Spy Kids
dir. Robert Rodriguez
Dimension Films
Unlike almost any of the other late-'90s Wunderkinder, Robert Rodriguez came onto the scene as an exceptional film talent who was also a straight-up popular artist. Instantly famous for making the gleeful action fest El Mariachi for ludicrously little money, he went on to remake it on a larger scale for Hollywood in the less-magical Desperado. Then came 30 minutes of laughing gas in Four Rooms, the rocky Quentin Tarantino collaboration From Dusk Till Dawn, and the groansome The Faculty it's been a career on the decline. By pretty much every Hollywood metric, he had one last chance before deemed a flameout.
So it's my pleasure to announce that Spy Kids is great. I'd say the movie is almost overpraised, but as a fan of Rodriguez, the movie's writer/ director/ producer/ editor/ visual effects supervisor/ composer, it's a great thrill to be arguing that the critics like his movie too much. Its faults are curious and forgivable, and its pleasures are positively gold-plated.
The movie opens on Carmen and Juni Cortez (Alexa Vega and Daryl Sabara) being told a bedtime story by their mother Ingrid (Carla Gugino) about two international super spies that gave up a life of espionage for the most difficult mission of all: raising a family. Carmen objects, saying the story needs a better ending, but of course we realize long before the kids do that it's their parents' story and that getting to the "better ending" is going to be all the fun.
To that end, Ingrid and her husband Gregorio (Antonio Banderas) are brought out for, you know, one last assignment, only to be kidnaped by Floop (Alan Cumming), a Pee-Wee-cum-Willy Wonka children's show host who's also a mad genius contracted by the diabolical Mr. Lisp (Robert Patrick) to come up with, you know, some way to take over the world. Floop's solution: child-impersonating killer androids who only need a brain or, rather, the breakthrough Third Brain A.I. that Gregorio was developing to replace the scions of all the world leaders.
With their parents gone, it's up to Carmen and Juni to save them, and so they get a crash course in the family business. It's high fun, harnessing Rodriguez's indefatigable sense of play as well as his rock-'em-sock-'em style that's equal parts textbook and comic book. (His cost-trimming special effects often look home-brewed, however, like he didn't have quite enough memory on his Mac to put the proper polish on it.) Whether it's the kids' gadget-based hijinks or their run-ins with acid-trip Pufnstuf creations like the Thumb-Thumbs and the Flooglies, Spy Kids crackles with childlike inventiveness.
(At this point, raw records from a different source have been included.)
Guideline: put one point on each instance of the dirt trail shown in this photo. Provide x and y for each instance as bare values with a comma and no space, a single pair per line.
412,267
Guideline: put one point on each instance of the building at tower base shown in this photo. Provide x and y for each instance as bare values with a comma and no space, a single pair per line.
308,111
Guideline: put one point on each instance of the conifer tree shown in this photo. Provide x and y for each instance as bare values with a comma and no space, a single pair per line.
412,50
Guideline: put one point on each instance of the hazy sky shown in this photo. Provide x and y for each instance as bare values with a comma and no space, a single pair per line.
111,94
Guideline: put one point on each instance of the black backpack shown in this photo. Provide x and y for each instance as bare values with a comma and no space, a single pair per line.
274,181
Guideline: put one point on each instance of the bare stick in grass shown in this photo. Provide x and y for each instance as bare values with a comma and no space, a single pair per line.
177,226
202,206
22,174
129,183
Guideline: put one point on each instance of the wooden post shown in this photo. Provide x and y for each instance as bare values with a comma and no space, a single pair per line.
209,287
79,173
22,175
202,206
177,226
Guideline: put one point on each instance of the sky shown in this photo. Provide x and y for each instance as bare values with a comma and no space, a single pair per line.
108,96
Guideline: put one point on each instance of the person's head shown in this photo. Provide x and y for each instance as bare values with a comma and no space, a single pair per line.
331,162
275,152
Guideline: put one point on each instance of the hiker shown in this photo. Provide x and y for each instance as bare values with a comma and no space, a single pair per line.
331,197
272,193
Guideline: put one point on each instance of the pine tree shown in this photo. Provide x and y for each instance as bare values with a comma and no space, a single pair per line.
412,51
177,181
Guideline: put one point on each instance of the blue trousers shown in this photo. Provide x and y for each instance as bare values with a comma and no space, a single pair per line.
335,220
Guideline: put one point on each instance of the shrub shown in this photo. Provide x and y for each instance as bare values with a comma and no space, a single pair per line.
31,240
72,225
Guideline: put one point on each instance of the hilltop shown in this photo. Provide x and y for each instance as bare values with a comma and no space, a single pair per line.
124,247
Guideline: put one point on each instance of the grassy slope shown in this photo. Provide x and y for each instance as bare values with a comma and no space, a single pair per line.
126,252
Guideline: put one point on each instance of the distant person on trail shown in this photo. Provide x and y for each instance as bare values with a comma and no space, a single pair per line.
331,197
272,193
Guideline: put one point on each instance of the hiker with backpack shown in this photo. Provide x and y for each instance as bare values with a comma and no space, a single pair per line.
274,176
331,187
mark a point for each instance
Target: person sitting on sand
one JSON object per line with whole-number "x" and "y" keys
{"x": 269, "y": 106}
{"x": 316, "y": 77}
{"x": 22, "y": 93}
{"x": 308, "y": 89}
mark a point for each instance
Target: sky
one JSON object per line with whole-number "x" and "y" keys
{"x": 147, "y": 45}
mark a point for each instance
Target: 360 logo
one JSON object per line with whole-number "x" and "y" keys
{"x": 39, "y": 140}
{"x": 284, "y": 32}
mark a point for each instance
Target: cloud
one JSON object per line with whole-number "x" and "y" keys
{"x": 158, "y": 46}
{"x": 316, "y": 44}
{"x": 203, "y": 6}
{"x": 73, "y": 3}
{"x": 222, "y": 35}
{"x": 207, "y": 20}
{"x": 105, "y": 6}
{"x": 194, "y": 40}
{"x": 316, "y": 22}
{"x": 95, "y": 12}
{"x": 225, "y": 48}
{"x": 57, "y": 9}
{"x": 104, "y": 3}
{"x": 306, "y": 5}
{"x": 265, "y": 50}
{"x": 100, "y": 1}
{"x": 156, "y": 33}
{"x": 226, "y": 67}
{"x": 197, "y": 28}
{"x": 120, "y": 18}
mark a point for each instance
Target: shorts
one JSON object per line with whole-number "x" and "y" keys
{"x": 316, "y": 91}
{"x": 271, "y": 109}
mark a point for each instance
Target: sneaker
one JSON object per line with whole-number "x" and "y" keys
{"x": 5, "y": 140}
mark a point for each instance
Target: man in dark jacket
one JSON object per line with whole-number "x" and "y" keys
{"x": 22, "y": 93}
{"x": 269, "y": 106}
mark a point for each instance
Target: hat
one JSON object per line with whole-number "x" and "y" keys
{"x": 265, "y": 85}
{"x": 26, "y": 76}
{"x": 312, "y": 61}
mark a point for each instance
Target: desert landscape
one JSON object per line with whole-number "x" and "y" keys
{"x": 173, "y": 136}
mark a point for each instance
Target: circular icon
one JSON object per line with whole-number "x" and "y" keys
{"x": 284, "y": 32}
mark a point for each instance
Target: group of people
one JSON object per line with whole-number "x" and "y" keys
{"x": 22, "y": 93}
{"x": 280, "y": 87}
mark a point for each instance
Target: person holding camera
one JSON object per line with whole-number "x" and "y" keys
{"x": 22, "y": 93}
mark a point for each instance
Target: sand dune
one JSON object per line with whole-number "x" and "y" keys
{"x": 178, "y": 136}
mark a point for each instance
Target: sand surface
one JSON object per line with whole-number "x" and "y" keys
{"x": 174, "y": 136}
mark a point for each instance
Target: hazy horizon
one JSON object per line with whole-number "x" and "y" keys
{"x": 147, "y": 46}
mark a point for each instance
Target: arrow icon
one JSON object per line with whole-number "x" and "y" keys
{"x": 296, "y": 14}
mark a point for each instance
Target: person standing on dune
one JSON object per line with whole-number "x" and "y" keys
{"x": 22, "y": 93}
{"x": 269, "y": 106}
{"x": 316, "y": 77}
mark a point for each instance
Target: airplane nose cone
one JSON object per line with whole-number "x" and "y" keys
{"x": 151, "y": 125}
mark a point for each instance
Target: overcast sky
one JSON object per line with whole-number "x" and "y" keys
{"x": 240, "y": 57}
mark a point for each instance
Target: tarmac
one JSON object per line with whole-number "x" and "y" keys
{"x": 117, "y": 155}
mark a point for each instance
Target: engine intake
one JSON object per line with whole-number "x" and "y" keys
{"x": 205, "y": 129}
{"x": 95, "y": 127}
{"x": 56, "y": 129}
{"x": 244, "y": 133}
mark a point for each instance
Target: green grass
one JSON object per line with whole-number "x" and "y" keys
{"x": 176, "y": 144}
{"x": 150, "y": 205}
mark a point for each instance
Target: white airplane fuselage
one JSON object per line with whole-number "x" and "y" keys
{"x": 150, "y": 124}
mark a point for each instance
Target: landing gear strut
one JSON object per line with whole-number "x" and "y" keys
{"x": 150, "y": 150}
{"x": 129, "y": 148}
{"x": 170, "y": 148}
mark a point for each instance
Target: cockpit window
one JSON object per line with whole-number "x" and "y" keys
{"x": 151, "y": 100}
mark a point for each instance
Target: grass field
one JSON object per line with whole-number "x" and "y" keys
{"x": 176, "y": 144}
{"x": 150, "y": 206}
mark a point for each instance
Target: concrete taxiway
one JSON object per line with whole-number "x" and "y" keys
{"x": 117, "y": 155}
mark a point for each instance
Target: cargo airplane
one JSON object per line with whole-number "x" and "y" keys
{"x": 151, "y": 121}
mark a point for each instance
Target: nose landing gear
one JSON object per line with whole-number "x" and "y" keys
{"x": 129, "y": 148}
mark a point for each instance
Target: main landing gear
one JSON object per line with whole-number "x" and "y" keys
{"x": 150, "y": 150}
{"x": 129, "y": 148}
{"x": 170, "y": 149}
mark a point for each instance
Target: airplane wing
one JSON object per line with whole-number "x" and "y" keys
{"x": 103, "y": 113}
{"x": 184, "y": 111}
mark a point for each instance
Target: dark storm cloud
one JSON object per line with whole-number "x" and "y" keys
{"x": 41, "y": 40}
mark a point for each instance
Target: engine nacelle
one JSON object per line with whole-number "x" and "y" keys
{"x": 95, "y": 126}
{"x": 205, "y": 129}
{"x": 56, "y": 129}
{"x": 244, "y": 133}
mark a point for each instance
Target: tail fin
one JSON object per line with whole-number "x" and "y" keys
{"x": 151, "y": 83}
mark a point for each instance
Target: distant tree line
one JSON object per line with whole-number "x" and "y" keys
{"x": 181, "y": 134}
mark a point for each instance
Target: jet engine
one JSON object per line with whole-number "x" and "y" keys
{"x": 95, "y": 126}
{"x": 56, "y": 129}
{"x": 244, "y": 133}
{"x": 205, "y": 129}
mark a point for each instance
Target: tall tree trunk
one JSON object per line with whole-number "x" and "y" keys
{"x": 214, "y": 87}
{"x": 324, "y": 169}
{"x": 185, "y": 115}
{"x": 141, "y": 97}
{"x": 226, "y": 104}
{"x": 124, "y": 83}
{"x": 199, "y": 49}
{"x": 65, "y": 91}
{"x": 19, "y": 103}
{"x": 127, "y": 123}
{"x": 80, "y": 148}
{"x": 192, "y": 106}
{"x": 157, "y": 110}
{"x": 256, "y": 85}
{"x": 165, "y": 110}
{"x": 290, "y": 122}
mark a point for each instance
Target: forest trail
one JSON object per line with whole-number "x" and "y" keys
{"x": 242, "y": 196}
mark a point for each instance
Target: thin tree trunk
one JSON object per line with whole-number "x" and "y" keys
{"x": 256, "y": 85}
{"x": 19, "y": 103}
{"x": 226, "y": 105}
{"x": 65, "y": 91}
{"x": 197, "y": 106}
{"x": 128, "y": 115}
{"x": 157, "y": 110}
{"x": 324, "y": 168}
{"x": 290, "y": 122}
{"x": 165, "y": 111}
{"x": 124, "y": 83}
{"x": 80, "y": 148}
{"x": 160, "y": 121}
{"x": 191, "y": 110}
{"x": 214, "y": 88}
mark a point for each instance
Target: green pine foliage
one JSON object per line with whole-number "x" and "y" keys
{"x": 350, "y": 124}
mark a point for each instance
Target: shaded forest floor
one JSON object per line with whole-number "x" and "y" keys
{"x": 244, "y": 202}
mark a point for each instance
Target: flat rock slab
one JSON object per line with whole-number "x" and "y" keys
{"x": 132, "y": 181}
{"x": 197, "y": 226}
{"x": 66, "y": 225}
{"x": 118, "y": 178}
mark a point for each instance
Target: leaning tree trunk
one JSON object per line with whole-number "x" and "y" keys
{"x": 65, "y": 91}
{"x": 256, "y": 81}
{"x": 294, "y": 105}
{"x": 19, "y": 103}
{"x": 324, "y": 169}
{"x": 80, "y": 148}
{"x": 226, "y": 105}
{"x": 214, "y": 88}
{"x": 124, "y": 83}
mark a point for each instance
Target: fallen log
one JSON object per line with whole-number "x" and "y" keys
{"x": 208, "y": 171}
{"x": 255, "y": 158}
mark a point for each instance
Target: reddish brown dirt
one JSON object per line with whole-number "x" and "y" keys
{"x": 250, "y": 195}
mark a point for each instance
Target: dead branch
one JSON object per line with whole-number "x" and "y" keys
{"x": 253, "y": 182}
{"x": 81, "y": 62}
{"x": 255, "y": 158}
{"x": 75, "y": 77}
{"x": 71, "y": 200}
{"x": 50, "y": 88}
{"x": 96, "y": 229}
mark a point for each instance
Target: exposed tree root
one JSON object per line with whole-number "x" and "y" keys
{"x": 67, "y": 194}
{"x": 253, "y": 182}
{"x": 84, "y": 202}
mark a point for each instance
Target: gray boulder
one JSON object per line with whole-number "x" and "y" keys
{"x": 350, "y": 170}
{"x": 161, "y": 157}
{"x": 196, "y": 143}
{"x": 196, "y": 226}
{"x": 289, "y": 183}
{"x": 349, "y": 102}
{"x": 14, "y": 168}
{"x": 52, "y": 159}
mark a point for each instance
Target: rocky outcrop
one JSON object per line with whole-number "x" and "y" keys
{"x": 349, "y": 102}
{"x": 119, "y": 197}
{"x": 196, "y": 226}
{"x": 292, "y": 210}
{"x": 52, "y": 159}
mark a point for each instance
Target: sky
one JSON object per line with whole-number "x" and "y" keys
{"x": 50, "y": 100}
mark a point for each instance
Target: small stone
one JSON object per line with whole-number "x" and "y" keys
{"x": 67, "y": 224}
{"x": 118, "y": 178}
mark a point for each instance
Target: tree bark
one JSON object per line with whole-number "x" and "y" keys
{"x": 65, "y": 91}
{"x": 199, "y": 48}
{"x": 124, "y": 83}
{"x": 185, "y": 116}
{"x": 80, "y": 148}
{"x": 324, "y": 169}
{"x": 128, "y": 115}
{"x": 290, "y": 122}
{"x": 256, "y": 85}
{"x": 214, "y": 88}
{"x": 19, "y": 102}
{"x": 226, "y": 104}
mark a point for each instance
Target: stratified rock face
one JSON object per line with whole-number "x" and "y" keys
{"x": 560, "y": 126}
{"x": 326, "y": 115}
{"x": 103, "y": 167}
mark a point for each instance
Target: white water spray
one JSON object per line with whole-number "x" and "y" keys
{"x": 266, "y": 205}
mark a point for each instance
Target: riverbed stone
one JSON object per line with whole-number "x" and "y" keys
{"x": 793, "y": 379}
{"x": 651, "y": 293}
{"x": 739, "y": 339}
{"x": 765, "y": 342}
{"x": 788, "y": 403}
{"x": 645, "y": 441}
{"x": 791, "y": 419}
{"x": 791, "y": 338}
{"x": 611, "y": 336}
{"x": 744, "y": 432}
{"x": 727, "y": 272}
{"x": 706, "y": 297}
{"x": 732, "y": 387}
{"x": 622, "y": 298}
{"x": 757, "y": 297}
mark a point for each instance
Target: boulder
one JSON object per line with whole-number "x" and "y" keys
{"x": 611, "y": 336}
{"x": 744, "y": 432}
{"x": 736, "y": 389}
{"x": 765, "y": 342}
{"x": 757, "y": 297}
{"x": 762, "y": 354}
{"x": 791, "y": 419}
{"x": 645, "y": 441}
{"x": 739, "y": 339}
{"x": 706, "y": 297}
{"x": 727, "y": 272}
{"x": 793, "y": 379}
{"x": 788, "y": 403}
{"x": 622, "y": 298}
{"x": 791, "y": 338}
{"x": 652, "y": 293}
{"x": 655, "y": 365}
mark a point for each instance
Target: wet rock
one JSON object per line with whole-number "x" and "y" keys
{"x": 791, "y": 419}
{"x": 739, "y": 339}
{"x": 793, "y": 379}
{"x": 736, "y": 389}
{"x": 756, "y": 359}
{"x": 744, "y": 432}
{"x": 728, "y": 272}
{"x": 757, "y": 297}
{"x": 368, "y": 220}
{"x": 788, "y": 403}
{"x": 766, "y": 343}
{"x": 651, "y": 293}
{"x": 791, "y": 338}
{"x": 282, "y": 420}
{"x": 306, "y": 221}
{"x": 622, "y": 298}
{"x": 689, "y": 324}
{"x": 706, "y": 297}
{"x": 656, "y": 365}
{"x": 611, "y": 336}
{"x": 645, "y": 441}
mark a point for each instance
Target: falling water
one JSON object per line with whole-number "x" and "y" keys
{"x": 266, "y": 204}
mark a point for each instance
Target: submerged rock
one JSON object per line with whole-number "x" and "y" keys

That, perhaps, goes a long way in explaining the little ways in which the movie's seams show. At the risk of spoiling the plot, as it were, Floop turns out to be not such a bad guy; he's supplanted in that regard by his sidekick, Alex Minion (the ubiquitous but undervalued Tony Shalhoub the movie's got a perfect cast). Not only does the movie swap out its bad guy, but between the kids, the parents, Floop, Minion, Mr. Lisp, the Thumb-Thumbs and the li'l androids, the movie's sundry conflicts peter out into one long anti-climax in which our heroes do very little. It's Floop who provides the masterstroke against the villains, and while he praises Juni for enlightening him, it's a shallow resolution maybe Rodriguez sees too much of himself in Floop to stick him with an arch-enemy rap. Floop, with his self-sufficient believe-in-yourself mantras, was a truly subversive choice for a bad guy in a movie where the heroes are marked most by their dependency on family. The route the movie takes instead is a disappointing, but not capsizing, shortcoming.
In the same way that True Lies drove the point home that your spouse can be both your fantasy and all the adventure you'll ever need, Spy Kids is totally serious about its claim that keeping a family together is the real challenge. Add to that the fact that the Cortezes are, well, the Cortezes non-Anglo and that the kids are shown literally warts and all and you have a truly unique motion picture. It's likely to become a kid's classic, a box-office success and a franchise and it couldn't happen to a nicer movie, or be a better break for a filmmaker in line for a second chance.